2. A plant-based diet can lower cholesterol
The advantage of eating plants is that they can significantly reduce the accumulation of cholesterol in the arteries. Specifically, it can lower LDL or “bad” cholesterol. A type of cholesterol that deposits in arteries, causing plaque formation and reducing the amount of blood flow provided by certain arteries. Plaque formation can be thought of as equivalent to a hollow tube blocked with deposits that block blood flow. When this happens, blood does not flow well into the veins and thus into the organs that need it. Therefore, it is the type of cholesterol we don’t want most.
HDL cholesterol, on the other hand, is “good” cholesterol. A type of cholesterol that protects us from a variety of conditions such as heart disease and high blood pressure and can pave the way for more serious conditions such as stroke.

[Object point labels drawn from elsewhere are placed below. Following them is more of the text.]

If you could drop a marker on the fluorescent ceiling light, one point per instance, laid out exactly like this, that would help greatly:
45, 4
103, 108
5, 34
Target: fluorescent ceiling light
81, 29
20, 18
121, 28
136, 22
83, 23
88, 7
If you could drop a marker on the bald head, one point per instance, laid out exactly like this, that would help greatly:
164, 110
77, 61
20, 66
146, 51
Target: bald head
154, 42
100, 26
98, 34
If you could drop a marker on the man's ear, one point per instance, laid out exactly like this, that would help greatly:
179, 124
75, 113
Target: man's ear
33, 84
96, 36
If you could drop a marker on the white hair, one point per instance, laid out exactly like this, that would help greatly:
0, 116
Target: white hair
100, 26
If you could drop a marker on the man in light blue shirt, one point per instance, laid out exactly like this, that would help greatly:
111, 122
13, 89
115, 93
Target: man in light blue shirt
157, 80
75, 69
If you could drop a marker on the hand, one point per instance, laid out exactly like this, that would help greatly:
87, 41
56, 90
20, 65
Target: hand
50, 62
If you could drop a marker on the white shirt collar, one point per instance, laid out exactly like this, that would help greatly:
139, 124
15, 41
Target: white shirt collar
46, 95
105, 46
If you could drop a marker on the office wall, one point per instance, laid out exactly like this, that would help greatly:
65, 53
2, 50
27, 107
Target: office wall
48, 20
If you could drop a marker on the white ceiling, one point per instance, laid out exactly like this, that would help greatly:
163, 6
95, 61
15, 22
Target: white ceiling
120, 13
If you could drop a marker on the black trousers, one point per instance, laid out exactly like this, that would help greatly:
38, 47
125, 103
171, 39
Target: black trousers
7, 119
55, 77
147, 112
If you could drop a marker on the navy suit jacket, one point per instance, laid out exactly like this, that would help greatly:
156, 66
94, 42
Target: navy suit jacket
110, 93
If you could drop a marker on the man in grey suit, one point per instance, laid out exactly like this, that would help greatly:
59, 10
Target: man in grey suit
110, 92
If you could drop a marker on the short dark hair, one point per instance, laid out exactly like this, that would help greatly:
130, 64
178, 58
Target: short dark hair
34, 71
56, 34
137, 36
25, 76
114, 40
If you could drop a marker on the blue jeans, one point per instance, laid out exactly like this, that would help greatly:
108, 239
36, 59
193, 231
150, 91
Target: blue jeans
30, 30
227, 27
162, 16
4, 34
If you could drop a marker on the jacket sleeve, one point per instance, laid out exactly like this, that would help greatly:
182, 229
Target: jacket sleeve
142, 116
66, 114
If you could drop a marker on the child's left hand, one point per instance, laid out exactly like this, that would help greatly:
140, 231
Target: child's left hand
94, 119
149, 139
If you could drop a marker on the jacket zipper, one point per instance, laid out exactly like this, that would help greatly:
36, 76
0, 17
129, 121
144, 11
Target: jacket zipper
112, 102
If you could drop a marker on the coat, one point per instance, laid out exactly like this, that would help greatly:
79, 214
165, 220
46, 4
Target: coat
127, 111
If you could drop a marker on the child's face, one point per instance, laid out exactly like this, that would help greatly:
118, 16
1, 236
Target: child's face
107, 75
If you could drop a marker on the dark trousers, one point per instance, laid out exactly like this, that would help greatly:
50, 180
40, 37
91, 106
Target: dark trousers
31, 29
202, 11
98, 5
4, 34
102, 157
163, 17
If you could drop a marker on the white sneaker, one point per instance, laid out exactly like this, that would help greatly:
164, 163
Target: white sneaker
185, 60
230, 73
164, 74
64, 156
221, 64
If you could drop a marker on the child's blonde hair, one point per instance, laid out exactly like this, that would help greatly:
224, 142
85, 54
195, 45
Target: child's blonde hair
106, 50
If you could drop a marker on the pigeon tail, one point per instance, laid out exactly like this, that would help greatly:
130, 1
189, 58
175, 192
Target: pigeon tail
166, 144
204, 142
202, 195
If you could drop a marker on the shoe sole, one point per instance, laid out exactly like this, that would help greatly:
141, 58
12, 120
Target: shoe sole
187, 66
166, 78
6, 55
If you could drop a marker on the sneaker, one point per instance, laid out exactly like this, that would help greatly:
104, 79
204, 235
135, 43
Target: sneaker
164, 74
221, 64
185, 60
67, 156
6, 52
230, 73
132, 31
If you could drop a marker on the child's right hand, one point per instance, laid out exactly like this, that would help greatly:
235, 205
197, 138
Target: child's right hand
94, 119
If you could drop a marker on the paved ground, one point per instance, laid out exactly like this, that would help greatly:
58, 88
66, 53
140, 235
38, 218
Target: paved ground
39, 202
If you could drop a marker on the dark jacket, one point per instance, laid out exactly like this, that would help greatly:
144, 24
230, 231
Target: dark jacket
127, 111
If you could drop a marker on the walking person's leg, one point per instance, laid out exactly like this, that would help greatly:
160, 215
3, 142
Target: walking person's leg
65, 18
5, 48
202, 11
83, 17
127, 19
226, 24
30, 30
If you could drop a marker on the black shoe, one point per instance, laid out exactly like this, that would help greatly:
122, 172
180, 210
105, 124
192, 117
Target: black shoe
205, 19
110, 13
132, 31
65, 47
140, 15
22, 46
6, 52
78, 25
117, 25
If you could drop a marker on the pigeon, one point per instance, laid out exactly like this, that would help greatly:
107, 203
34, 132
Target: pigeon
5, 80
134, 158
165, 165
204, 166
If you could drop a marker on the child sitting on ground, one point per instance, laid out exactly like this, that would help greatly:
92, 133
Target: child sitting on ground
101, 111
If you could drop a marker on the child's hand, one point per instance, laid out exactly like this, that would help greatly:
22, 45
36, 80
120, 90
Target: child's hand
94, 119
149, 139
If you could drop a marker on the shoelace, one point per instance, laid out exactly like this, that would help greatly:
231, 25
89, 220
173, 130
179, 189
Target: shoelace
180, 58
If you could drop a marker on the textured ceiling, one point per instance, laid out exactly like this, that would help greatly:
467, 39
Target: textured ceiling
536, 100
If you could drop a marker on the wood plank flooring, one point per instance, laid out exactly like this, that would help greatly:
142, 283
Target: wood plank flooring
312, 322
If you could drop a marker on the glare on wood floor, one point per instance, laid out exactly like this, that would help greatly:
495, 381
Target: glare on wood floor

The Medical Association for Responsible Medical Care said: “In 2017, researchers reviewed 49 studies comparing a plant-based diet to an omnivorous diet to test their effects on cholesterol. A plant-based diet was compared to an omnivorous diet. And lowers total cholesterol, LDL cholesterol, and HDL cholesterol levels. A low-fat plant-based diet usually lowers LDL levels by 15-30%. ”
A plant-based diet adds more fiber to your diet
Plant-based foods are generally high in fiber. Stanford Healthcare said, “A plant-based high-fiber diet that has been shown to have moderate to low lean meat with minimal processed meat and alcohol has been shown to reduce the risk of colorectal cancer.” It states.
A diet rich in vegetables and fruits provides both soluble and insoluble fiber, which can better regulate bowel movements. The lack of constipation and the frequency of defecation prevent the formation of polyps in the intestine, which are small sac on the inner wall of the intestine.
These play an important role in the development of colon cancer, among other factors such as family history, genetic mutations, drinking and smoking. If these polyps are asymptomatic, they pose no threat. However, if symptoms appear (rectal bleeding, abdominal pain, changes in bowel habits), further evaluation is required. In any case, the verdict remains the same. The Cleveland Clinic recommends: “Eat at least 3-5 servings of fruits and vegetables a day.” To prevent colorectal cancer “It is decisive to follow a plant-based diet that avoids fatty processed foods and excess lean meats. It’s not a good solution, but it’s a precaution we can take to ensure optimal bowel health.